Şimdi yeniden şekillenen eğitim altyapısı ile katılımcıların durumuna göre haftaiçi, hafta sonu ve akşam gibi farklı zaman seçenekleri ile mekândan bağımsız olarak eğitimler düzenleyebiliyoruz.
Ayrıca katılımcılar da bu süreçte en az bir uzaktan eğitim ya da sunuma katılarak kullanılan alt yapılara aşina oldular.
Daha önce İstanbul, Ankara gibi büyük şehirlerde düzenleyebildiğimiz ve bazen de katılım azlığından dolayı açamadığımız eğitim programları artık herkesin evine gelmiş oluyor. Üstelik eğitim açamadığımız diğer şehirlerden ve hatta dünyanın farklı lokasyonlarından da katılımcılarımız aynı platformda buluşabiliyor.

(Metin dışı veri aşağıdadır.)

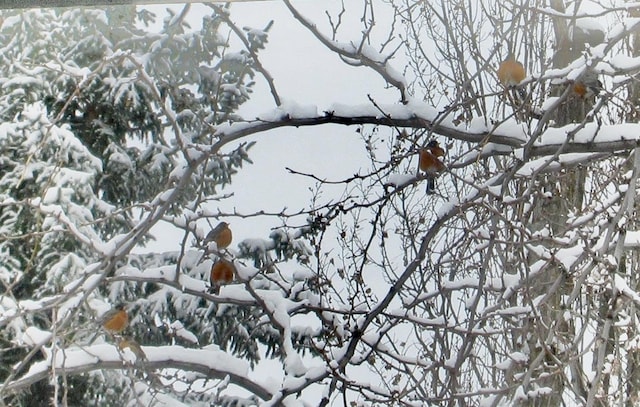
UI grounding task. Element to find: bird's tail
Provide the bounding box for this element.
[427,177,436,194]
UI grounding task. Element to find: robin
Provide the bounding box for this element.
[99,305,129,335]
[498,57,527,103]
[209,258,236,294]
[418,140,446,194]
[204,222,233,250]
[498,58,527,88]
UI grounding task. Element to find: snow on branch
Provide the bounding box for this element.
[0,344,272,400]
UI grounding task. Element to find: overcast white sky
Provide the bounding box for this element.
[147,0,401,255]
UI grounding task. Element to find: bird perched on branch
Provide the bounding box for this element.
[209,258,236,294]
[89,305,129,343]
[204,222,233,250]
[498,56,527,105]
[418,140,447,194]
[99,305,129,335]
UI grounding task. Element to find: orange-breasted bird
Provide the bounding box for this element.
[99,305,129,335]
[498,58,527,88]
[209,258,236,294]
[204,222,233,250]
[498,57,527,103]
[418,140,447,194]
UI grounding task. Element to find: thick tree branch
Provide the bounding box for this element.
[3,344,272,400]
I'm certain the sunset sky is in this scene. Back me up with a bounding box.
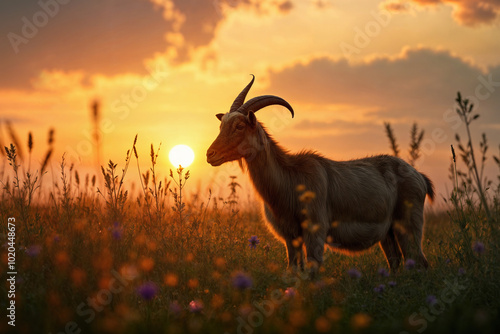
[0,0,500,201]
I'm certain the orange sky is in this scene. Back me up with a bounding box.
[0,0,500,201]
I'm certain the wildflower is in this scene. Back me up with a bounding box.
[164,273,179,287]
[472,241,484,254]
[378,268,389,277]
[285,288,297,299]
[232,271,253,290]
[425,295,437,306]
[137,282,158,300]
[373,284,385,293]
[26,245,42,257]
[314,317,332,333]
[168,301,182,316]
[347,268,361,278]
[189,300,203,313]
[248,235,260,249]
[351,313,372,329]
[405,259,416,270]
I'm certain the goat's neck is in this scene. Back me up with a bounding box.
[245,128,289,205]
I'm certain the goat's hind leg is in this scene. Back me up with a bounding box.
[286,240,304,272]
[304,231,326,279]
[380,226,403,271]
[394,204,429,268]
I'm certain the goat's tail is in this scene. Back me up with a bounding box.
[420,173,435,202]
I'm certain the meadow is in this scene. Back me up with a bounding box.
[0,93,500,334]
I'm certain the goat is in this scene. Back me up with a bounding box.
[207,76,434,275]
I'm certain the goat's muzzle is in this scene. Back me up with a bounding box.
[207,147,224,167]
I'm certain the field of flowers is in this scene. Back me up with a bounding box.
[0,95,500,334]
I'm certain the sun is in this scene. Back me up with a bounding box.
[168,145,194,168]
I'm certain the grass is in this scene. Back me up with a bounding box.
[0,94,500,333]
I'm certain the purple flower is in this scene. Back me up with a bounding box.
[137,282,158,300]
[347,268,361,278]
[111,222,123,240]
[285,288,297,299]
[248,235,260,249]
[472,241,484,254]
[189,300,203,313]
[378,268,389,277]
[425,295,437,306]
[26,245,42,257]
[405,259,416,270]
[232,271,253,290]
[373,284,385,293]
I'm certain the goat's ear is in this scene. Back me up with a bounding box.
[248,111,257,128]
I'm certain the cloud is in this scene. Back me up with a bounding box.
[269,48,500,122]
[382,0,500,27]
[0,0,168,89]
[0,0,293,90]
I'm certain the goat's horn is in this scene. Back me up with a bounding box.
[238,95,294,118]
[229,74,255,112]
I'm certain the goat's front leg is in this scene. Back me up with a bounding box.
[304,229,326,279]
[286,240,304,272]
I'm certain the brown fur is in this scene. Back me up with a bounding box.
[207,101,434,271]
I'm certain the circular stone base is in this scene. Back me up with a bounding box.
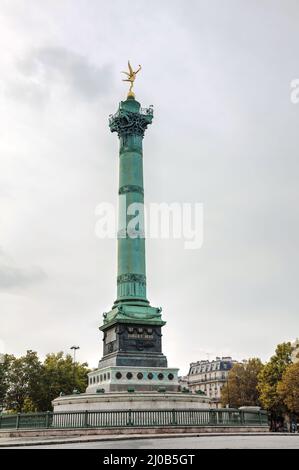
[52,392,210,413]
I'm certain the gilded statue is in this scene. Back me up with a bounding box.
[122,61,141,98]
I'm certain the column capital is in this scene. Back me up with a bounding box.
[109,98,153,137]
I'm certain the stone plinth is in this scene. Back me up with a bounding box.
[86,366,179,393]
[52,392,210,413]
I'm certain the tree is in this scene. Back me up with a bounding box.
[257,342,293,428]
[277,362,299,414]
[5,351,43,412]
[39,352,89,411]
[221,358,263,408]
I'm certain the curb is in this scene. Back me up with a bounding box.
[0,432,296,448]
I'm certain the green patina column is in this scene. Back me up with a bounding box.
[110,98,153,305]
[99,95,167,368]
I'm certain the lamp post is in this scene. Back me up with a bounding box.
[226,374,230,408]
[70,346,80,387]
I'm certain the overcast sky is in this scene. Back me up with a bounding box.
[0,0,299,373]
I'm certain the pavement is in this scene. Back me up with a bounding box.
[0,433,299,449]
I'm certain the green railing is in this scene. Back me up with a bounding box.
[0,408,268,429]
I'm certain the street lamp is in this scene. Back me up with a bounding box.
[70,346,80,364]
[70,346,80,387]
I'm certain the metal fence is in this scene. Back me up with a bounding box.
[0,408,268,429]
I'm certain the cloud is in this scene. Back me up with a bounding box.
[6,47,113,105]
[0,248,47,291]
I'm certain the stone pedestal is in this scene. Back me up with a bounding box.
[52,392,210,413]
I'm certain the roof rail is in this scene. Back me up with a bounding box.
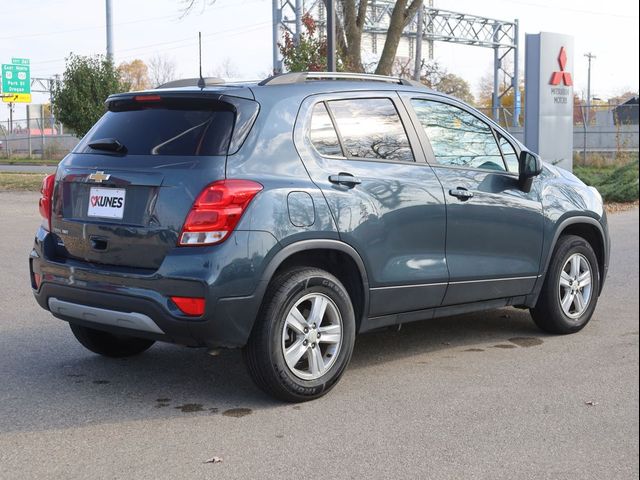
[156,77,224,89]
[258,72,424,88]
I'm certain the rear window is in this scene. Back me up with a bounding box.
[75,102,235,156]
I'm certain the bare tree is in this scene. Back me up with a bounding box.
[149,54,176,87]
[376,0,422,75]
[179,0,423,75]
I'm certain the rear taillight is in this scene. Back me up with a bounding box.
[38,175,56,231]
[179,180,262,246]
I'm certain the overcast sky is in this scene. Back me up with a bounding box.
[0,0,639,121]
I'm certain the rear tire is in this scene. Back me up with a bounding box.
[531,235,600,334]
[243,267,355,402]
[69,323,155,358]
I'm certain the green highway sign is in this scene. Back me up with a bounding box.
[2,58,31,103]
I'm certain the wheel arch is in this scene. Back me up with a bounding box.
[256,239,369,332]
[543,216,608,295]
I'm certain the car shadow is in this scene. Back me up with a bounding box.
[0,309,540,432]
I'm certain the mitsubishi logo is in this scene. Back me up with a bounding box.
[89,172,111,183]
[549,47,573,87]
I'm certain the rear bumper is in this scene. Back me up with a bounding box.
[29,229,277,348]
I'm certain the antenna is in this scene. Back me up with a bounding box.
[198,32,205,88]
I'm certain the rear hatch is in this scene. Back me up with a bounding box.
[51,91,258,269]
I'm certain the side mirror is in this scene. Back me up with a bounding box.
[518,150,542,193]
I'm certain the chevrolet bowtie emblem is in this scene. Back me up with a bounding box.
[89,172,111,183]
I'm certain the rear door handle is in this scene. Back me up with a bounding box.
[329,172,362,188]
[449,187,473,202]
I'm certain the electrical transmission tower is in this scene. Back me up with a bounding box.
[272,0,520,126]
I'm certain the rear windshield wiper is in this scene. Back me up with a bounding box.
[88,138,127,153]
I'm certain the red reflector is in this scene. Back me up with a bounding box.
[38,175,56,231]
[133,95,162,102]
[170,297,204,317]
[178,180,262,245]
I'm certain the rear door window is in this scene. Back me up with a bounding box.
[75,101,235,156]
[328,98,414,162]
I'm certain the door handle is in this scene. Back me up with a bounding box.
[329,172,362,188]
[449,187,473,202]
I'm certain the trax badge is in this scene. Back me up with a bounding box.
[89,171,111,183]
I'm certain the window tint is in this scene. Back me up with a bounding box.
[309,103,344,157]
[411,99,505,171]
[498,134,520,173]
[75,105,234,156]
[329,98,414,162]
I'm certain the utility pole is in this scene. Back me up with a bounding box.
[582,52,596,164]
[293,0,302,47]
[584,52,596,112]
[327,0,336,72]
[271,0,282,75]
[105,0,113,62]
[413,5,424,82]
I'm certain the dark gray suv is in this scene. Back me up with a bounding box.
[29,73,609,401]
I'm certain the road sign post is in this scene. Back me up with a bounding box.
[1,58,31,103]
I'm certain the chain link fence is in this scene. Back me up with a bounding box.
[0,118,79,160]
[478,100,640,164]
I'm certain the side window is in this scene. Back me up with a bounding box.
[498,133,520,173]
[309,103,344,157]
[411,99,506,172]
[329,98,414,162]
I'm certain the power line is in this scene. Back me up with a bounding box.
[0,15,175,40]
[32,20,272,72]
[502,0,637,20]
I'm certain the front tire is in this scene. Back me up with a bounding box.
[531,235,600,334]
[69,323,155,358]
[243,267,355,402]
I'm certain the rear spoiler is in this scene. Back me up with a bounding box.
[105,91,260,155]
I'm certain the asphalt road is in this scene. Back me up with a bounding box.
[0,192,638,480]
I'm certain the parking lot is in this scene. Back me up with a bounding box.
[0,192,639,480]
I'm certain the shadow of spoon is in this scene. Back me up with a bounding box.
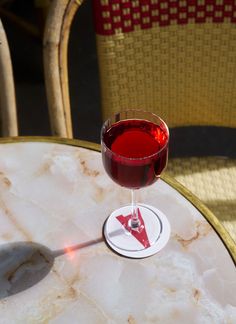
[0,237,103,299]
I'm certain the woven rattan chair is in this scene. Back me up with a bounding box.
[0,19,18,136]
[44,0,236,240]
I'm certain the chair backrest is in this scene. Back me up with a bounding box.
[45,0,236,135]
[0,19,18,136]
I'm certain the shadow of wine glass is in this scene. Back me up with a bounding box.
[0,237,103,299]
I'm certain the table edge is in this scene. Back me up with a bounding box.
[0,136,236,265]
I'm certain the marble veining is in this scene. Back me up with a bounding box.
[0,142,236,324]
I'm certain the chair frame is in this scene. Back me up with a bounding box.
[0,19,18,136]
[43,0,83,138]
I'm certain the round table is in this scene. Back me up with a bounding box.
[0,138,236,324]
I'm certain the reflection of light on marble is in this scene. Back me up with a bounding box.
[64,244,78,261]
[0,143,236,324]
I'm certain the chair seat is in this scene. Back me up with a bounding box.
[166,157,236,242]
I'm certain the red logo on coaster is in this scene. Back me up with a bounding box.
[116,208,151,249]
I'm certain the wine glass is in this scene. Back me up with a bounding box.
[101,110,170,258]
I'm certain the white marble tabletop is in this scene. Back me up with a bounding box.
[0,142,236,324]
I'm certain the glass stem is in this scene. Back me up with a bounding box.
[131,189,140,230]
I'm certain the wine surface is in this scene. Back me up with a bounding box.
[102,119,168,188]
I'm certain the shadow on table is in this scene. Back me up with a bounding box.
[0,237,103,299]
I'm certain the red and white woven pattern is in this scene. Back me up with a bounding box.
[94,0,236,35]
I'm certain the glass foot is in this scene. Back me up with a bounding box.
[104,204,170,258]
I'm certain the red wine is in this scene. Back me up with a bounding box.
[102,119,169,189]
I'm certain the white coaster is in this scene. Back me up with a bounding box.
[104,204,170,258]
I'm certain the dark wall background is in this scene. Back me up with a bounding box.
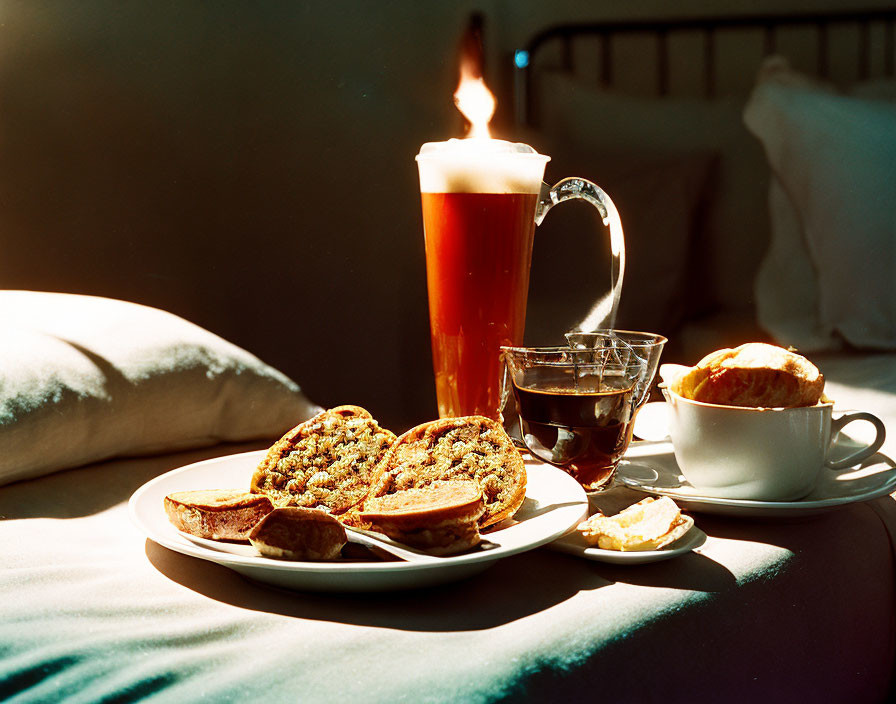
[0,1,490,426]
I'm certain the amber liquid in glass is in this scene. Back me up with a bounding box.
[513,368,634,491]
[421,193,538,419]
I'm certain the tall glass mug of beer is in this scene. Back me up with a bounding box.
[417,138,625,419]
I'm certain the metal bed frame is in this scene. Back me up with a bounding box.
[513,8,896,125]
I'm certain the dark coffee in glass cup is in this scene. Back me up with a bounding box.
[502,336,665,491]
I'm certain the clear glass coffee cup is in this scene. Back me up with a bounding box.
[502,345,647,492]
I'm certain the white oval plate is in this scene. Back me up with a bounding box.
[549,526,706,565]
[128,450,588,592]
[616,439,896,518]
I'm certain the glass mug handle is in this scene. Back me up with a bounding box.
[535,178,625,330]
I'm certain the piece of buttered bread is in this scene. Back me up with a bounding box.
[251,406,395,515]
[365,416,526,528]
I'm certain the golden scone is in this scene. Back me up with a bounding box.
[360,480,485,555]
[249,506,346,560]
[576,496,694,552]
[364,416,526,528]
[164,489,274,540]
[250,406,395,514]
[670,342,824,408]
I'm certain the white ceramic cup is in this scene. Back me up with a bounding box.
[663,388,886,501]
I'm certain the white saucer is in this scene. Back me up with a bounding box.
[128,450,588,592]
[616,440,896,518]
[548,526,706,565]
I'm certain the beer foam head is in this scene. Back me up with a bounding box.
[417,138,551,193]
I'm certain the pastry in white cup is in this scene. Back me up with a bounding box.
[660,345,886,501]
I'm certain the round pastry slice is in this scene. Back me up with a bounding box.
[250,406,395,514]
[360,480,485,555]
[164,489,274,540]
[364,416,526,528]
[249,506,346,560]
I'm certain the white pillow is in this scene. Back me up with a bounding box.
[744,57,896,351]
[0,291,319,484]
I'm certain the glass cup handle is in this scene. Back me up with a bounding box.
[535,178,625,331]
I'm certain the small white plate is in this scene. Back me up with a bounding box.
[549,526,706,565]
[128,450,588,592]
[616,438,896,518]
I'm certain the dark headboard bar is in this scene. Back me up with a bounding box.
[514,9,896,124]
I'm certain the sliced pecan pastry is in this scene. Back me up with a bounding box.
[365,416,526,528]
[251,406,395,515]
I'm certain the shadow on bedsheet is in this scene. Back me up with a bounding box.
[0,440,270,519]
[146,540,736,632]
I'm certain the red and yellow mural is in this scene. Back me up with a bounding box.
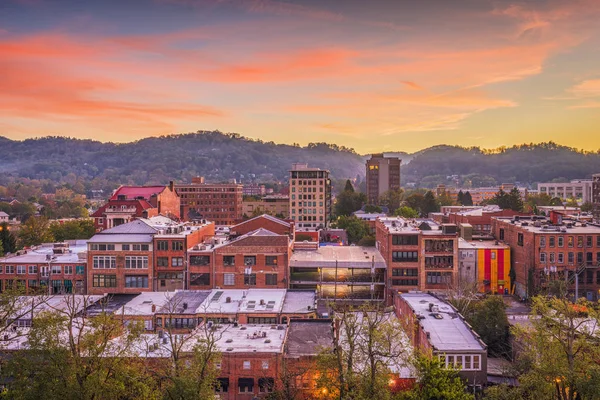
[477,248,511,293]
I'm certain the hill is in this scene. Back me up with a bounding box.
[0,131,600,190]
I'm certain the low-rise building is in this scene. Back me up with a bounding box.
[394,293,487,387]
[0,240,88,294]
[290,246,386,302]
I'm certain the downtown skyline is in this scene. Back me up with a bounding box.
[0,0,600,154]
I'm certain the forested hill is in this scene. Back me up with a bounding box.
[0,132,364,186]
[0,131,600,188]
[402,142,600,187]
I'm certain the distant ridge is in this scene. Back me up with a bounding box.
[0,131,600,187]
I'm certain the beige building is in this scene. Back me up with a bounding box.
[242,195,290,218]
[366,153,402,204]
[289,163,331,230]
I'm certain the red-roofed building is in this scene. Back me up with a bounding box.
[92,182,180,231]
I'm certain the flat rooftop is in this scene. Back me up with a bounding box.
[400,293,487,352]
[290,246,386,268]
[286,319,333,358]
[458,238,510,250]
[496,216,600,235]
[0,240,87,264]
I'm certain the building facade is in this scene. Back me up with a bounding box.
[289,163,331,229]
[492,216,600,301]
[375,217,458,303]
[176,177,244,225]
[538,179,593,203]
[366,153,402,205]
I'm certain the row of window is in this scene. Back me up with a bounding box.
[223,274,277,286]
[90,243,150,251]
[156,240,183,251]
[540,236,600,247]
[0,265,85,276]
[92,274,149,288]
[540,252,600,264]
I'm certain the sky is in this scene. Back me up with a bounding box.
[0,0,600,154]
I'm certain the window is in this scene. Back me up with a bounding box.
[156,257,169,267]
[92,256,117,269]
[392,251,419,262]
[265,256,277,266]
[190,273,210,286]
[171,257,183,267]
[392,235,419,246]
[92,275,117,287]
[125,256,148,269]
[258,378,275,393]
[223,274,235,286]
[244,274,256,286]
[190,256,210,265]
[125,275,148,288]
[265,274,277,285]
[223,256,235,267]
[392,268,419,276]
[238,378,254,393]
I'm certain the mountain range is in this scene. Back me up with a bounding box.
[0,131,600,187]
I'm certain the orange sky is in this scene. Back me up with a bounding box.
[0,0,600,153]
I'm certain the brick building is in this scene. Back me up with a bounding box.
[394,292,487,387]
[289,163,331,229]
[176,177,243,225]
[376,217,458,303]
[0,240,87,294]
[458,238,511,294]
[492,216,600,300]
[242,194,290,218]
[290,246,386,302]
[366,153,402,205]
[92,182,180,231]
[211,228,292,289]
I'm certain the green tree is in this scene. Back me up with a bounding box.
[462,191,473,206]
[19,217,54,247]
[464,296,511,357]
[3,296,159,400]
[335,215,371,243]
[399,354,474,400]
[379,189,404,212]
[421,190,440,218]
[0,222,17,253]
[514,296,600,400]
[394,206,419,218]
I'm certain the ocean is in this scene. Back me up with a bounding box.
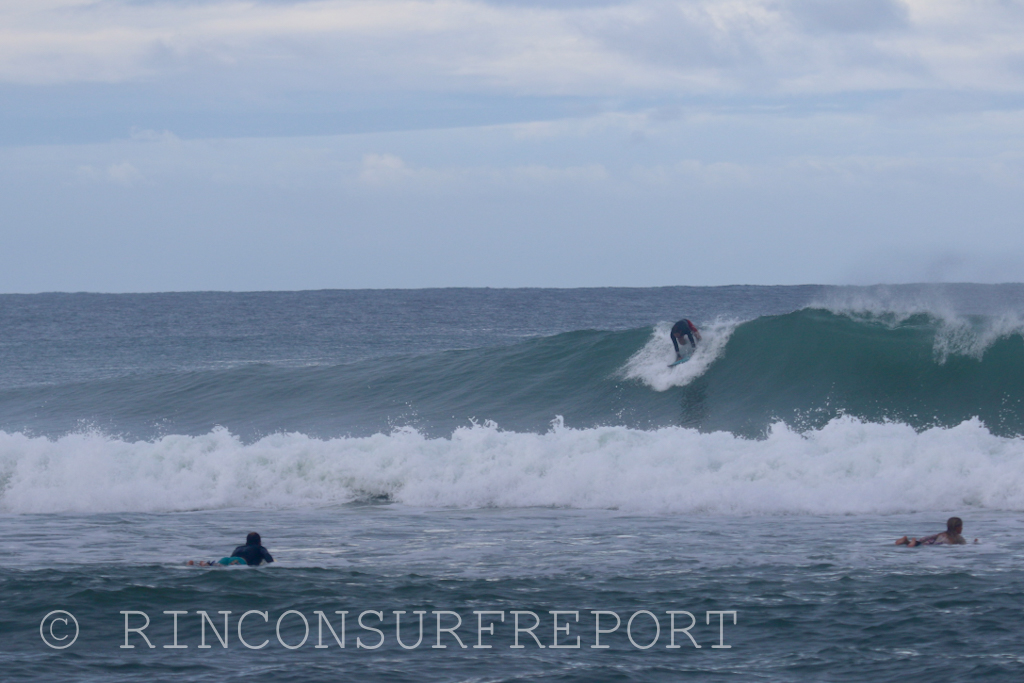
[0,285,1024,683]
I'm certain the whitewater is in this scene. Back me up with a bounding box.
[0,285,1024,683]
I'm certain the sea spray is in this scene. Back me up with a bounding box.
[0,418,1024,514]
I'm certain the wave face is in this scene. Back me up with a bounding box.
[631,308,1024,436]
[0,308,1024,440]
[0,286,1024,514]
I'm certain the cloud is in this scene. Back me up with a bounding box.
[77,161,143,187]
[0,0,1024,100]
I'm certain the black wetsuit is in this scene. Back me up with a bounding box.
[231,543,273,567]
[670,318,697,355]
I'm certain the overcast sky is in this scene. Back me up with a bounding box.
[0,0,1024,292]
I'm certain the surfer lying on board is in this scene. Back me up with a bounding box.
[896,517,978,548]
[185,531,273,567]
[672,317,700,360]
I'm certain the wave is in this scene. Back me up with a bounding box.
[0,305,1024,442]
[626,308,1024,436]
[0,417,1024,514]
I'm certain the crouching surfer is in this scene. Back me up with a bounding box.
[185,531,273,567]
[896,517,978,548]
[672,318,700,360]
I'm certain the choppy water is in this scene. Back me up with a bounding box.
[0,285,1024,681]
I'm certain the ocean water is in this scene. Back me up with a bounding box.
[0,285,1024,681]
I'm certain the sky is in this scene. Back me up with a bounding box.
[0,0,1024,293]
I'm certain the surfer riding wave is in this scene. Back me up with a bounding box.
[671,317,700,360]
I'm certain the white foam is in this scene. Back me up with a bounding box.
[0,418,1024,514]
[810,287,1024,364]
[622,321,737,391]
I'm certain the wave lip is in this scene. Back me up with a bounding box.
[6,418,1024,514]
[622,321,737,391]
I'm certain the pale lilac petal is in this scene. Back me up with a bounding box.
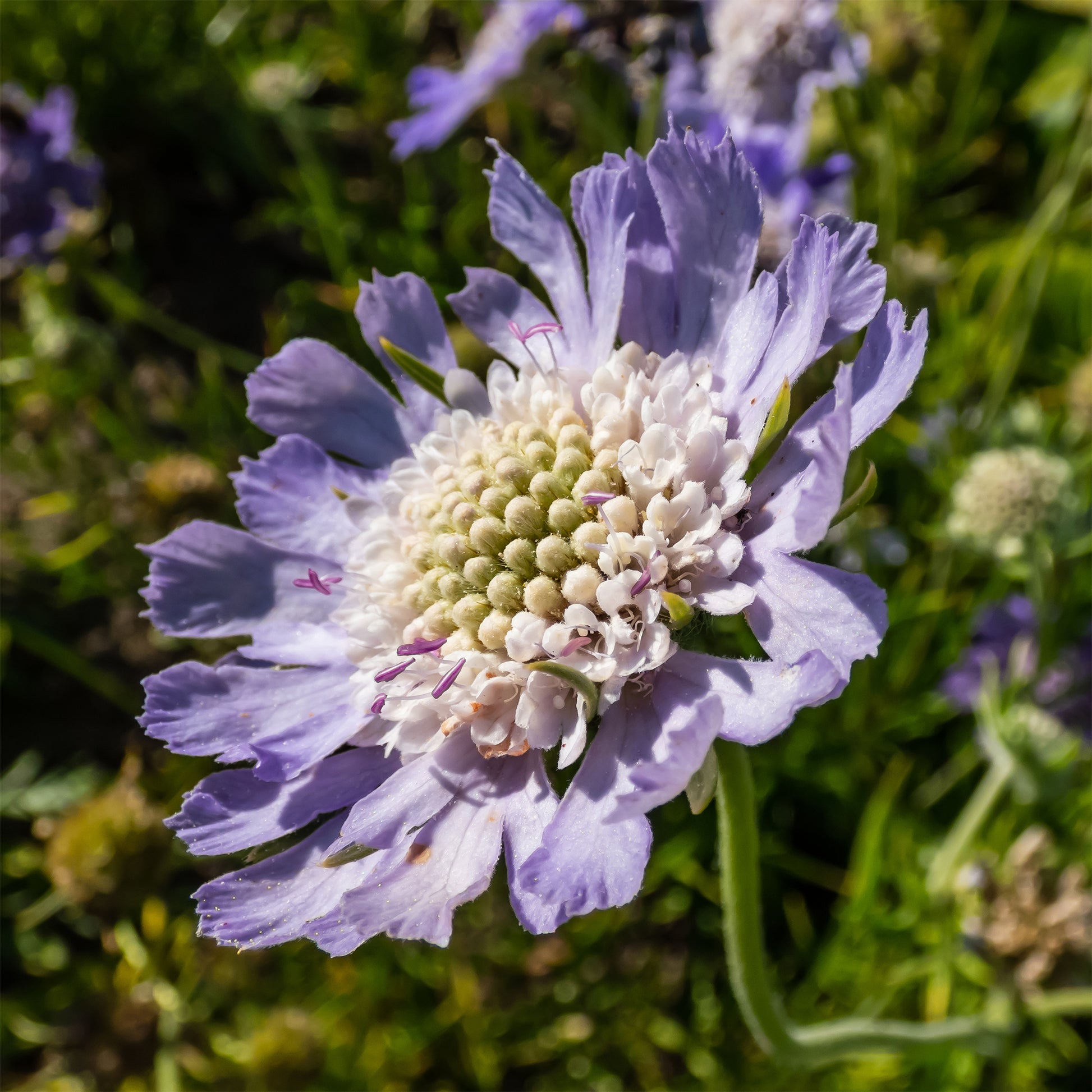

Bu hem eğitim veren hem de eğitim alan taraf için büyük bir fırsat olarak sunuluyor.
Bu durum bize gösteriyor ki bundan sonra, daha nitelikli eğitimlere ve daha nitelikli uzmanlara her zaman belki de daha ekonomik şartlarda ulaşabileceğiz. Türk Yapısal Çelik Derneği çatısı altında verilen eğitimler de pandemi döneminde, şimdilik uzaktan eğitim platformları aracılığıyla; yeniden sağlıklı günlere kavuştuğumuzda hem uzaktan eğitim, hem de sınıf eğitimleri ile devam edecektir.